The Solicitor - The FindLaw UK Life, Family and Workplace Law Blog

Gay marriage: Chaplain defies rules to marry partner in England

A hospital chaplain has defied Church of England rules to marry his long-term partner this weekend, despite the move being censured by his church, reports the BBC.

Same-sex marriage became law in the UK last year, and the first ceremonies were conducted amid scenes of jubilation around the UK back at the end of last month.

However, despite widespread support from the public, politicians and campaigners, there remains staunch opposition to the right of same-sex couples to marry, particularly among religious groups.

As a result, the decision by Canon Jeremy Pemberton is seen as one of the first to involve a serving Anglican minister participating in a same-sex marriage in the UK.

Canon Pemberton married his long-term partner Laurence Cunnington in a service held privately at a local hotel.
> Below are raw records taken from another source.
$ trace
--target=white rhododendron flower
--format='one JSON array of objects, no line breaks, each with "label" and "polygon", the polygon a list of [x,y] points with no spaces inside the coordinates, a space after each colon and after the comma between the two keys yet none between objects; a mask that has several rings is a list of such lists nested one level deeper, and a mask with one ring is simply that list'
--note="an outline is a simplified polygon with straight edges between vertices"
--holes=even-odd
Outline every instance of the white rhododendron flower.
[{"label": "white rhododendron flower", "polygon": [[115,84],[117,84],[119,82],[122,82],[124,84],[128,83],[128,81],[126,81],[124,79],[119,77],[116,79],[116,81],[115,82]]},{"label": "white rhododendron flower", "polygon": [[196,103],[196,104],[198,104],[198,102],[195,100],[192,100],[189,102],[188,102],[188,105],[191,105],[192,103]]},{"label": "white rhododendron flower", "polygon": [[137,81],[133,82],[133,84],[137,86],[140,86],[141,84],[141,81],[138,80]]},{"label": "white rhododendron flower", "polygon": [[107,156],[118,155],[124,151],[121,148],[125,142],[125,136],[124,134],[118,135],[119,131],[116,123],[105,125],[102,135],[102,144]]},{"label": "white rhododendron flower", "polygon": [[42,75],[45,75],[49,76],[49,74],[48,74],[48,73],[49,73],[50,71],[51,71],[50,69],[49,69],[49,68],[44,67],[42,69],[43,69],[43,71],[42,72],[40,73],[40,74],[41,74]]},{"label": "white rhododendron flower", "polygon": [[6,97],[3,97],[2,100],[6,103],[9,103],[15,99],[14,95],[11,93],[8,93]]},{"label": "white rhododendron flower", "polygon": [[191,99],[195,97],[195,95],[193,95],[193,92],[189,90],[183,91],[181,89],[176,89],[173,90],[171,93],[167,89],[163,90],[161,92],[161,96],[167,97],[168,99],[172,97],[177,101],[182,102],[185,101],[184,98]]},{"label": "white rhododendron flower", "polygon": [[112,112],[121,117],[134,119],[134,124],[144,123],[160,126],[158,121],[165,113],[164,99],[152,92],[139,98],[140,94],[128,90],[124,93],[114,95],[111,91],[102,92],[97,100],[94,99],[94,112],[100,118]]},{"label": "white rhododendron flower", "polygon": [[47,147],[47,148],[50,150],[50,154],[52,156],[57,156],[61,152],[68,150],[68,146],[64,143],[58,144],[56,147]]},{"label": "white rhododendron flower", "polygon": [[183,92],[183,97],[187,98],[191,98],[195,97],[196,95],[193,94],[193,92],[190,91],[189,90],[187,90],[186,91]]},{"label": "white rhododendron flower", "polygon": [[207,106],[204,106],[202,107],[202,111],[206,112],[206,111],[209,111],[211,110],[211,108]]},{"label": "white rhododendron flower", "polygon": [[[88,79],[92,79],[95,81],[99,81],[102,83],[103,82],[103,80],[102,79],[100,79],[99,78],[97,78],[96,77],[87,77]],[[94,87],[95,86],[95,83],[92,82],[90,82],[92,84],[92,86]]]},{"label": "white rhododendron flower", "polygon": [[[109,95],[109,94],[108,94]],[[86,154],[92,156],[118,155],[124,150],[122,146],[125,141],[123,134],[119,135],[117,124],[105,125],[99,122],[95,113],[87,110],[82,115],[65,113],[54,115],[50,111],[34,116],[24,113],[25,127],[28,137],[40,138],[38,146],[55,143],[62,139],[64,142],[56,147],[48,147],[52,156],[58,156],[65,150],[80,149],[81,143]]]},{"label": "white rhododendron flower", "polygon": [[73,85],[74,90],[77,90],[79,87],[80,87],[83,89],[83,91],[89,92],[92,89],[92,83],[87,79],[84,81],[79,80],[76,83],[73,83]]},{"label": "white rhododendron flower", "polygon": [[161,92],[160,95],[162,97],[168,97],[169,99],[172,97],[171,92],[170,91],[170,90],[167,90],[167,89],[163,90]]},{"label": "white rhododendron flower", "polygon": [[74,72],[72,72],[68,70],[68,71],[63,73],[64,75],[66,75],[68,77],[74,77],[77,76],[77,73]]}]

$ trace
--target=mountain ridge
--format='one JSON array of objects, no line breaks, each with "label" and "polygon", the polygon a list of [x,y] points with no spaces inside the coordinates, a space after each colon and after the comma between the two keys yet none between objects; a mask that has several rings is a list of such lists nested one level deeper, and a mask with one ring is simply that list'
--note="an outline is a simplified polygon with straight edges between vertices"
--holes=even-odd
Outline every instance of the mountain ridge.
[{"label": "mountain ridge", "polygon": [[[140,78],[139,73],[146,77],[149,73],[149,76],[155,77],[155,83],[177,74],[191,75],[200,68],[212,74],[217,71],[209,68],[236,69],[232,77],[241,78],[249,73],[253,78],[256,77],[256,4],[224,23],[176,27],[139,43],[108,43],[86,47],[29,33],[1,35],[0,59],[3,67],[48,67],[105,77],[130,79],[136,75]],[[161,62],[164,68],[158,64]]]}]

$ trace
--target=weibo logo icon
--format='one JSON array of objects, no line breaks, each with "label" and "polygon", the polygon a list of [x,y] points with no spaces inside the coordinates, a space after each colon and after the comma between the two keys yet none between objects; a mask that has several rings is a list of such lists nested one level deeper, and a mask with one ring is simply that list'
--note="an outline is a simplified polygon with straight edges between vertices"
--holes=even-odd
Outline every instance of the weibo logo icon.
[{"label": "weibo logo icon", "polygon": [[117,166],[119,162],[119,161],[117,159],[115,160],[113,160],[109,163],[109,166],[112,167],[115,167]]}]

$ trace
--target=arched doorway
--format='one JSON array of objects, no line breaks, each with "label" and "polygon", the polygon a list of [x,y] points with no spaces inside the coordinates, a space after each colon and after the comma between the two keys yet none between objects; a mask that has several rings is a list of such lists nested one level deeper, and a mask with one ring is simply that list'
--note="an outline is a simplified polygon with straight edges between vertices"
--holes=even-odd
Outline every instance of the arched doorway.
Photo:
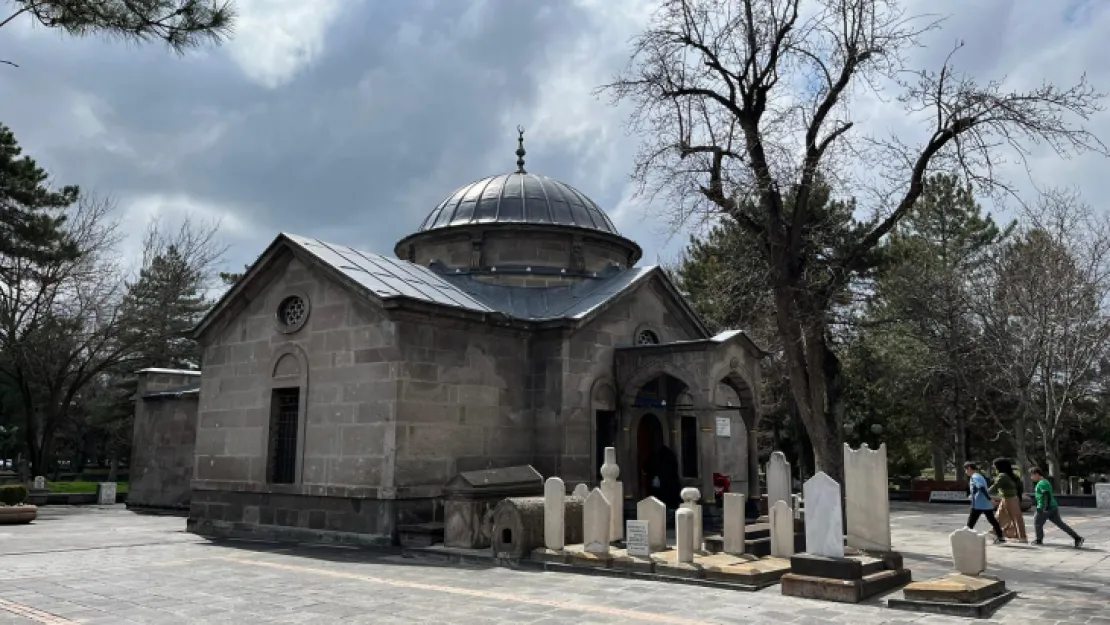
[{"label": "arched doorway", "polygon": [[658,464],[656,454],[663,448],[663,424],[659,417],[647,413],[639,417],[639,427],[636,431],[636,471],[639,475],[639,497],[652,495],[653,482],[657,475],[655,467]]}]

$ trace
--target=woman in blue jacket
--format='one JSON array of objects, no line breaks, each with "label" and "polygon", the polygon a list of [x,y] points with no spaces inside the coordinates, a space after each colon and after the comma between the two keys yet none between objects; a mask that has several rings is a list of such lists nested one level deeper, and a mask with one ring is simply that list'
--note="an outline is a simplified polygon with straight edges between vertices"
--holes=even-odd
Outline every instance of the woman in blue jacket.
[{"label": "woman in blue jacket", "polygon": [[971,514],[968,515],[968,527],[975,528],[975,524],[979,522],[979,517],[986,516],[987,522],[995,528],[995,542],[1005,543],[1006,536],[1002,534],[1002,526],[995,518],[995,503],[990,501],[990,494],[988,493],[990,484],[979,473],[979,467],[973,462],[963,464],[963,473],[968,476],[968,491],[971,493],[969,497],[971,500]]}]

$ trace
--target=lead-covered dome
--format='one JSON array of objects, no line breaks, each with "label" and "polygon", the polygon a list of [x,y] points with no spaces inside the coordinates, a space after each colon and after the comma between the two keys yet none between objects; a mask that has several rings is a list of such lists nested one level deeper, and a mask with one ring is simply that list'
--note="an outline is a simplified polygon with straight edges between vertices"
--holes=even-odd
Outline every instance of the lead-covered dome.
[{"label": "lead-covered dome", "polygon": [[485,223],[556,224],[619,235],[608,215],[583,192],[524,172],[491,175],[456,189],[427,215],[418,232]]}]

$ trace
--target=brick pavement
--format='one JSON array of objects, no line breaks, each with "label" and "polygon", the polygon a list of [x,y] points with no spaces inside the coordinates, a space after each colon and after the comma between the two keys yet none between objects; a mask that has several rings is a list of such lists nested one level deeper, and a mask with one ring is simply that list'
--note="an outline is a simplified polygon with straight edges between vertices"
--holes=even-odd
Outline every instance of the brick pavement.
[{"label": "brick pavement", "polygon": [[[437,566],[380,552],[209,543],[184,520],[122,508],[42,508],[0,526],[0,624],[70,623],[958,623],[882,607],[585,575]],[[1110,515],[1066,511],[1090,548],[992,546],[1020,592],[993,622],[1110,625]],[[914,577],[948,571],[962,507],[896,504]],[[1031,528],[1031,527],[1030,527]]]}]

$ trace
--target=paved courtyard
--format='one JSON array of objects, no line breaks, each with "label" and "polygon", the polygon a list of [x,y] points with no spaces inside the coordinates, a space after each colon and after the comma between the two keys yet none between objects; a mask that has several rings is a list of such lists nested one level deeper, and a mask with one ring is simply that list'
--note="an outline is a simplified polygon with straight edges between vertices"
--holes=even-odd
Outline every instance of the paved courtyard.
[{"label": "paved courtyard", "polygon": [[[895,504],[895,545],[915,579],[949,568],[962,506]],[[991,573],[1020,595],[1005,623],[1110,625],[1110,515],[1064,510],[1088,537],[991,546]],[[959,623],[758,593],[585,575],[440,566],[364,551],[210,543],[184,520],[123,506],[46,507],[0,526],[0,623]],[[1051,527],[1051,526],[1050,526]],[[1030,518],[1030,531],[1032,531]]]}]

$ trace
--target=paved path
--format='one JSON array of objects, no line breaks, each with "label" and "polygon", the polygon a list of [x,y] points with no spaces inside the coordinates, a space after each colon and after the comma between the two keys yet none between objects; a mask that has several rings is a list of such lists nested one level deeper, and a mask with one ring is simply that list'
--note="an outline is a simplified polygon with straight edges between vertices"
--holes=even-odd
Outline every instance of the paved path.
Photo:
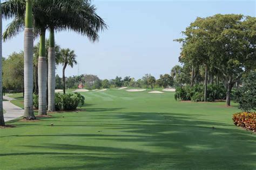
[{"label": "paved path", "polygon": [[3,102],[3,107],[6,112],[4,114],[5,122],[10,121],[22,117],[24,115],[24,110],[21,108],[14,105],[10,102],[10,101],[15,100],[9,96],[3,96],[4,100],[8,101]]}]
Under the terms of the law permitting same-sex marriages, the Churches of England and Wales are legally prohibited from holding same-sex services, and there is a bar on anyone bringing a claim under equality legislation to challenge the ban.

It is understood that Canon Pemberton informed the Bishop of Lincoln, the Right Reverend Christopher Lowson, of his intention to marry his partner.

In response to the news that they had married, Bishop Lowson said that he had explained the rules to Canon Pemberton, prompting some to believe that the Canon may face disciplinary action from the Church.

"I am aware that a member of the clergy who works in the Diocese of Lincoln has married a partner of the same sex," said Bishop Lowson.

"The priest concerned wrote to me in advance to explain his intention and we had a subsequent meeting in which I explained the guidelines of the House of Bishops," he added.

The Church remains steadfast in its belief that the Christian understanding of marriage is between a man and a woman. Critics argue that marriage is ultimately about love, regardless of the gender of the people love exists between.

The move has prompted right-wing critics to argue that Canon Pemberton should lose his right to function as a clergyman, regardless of his ability in the job or his commitment to faith.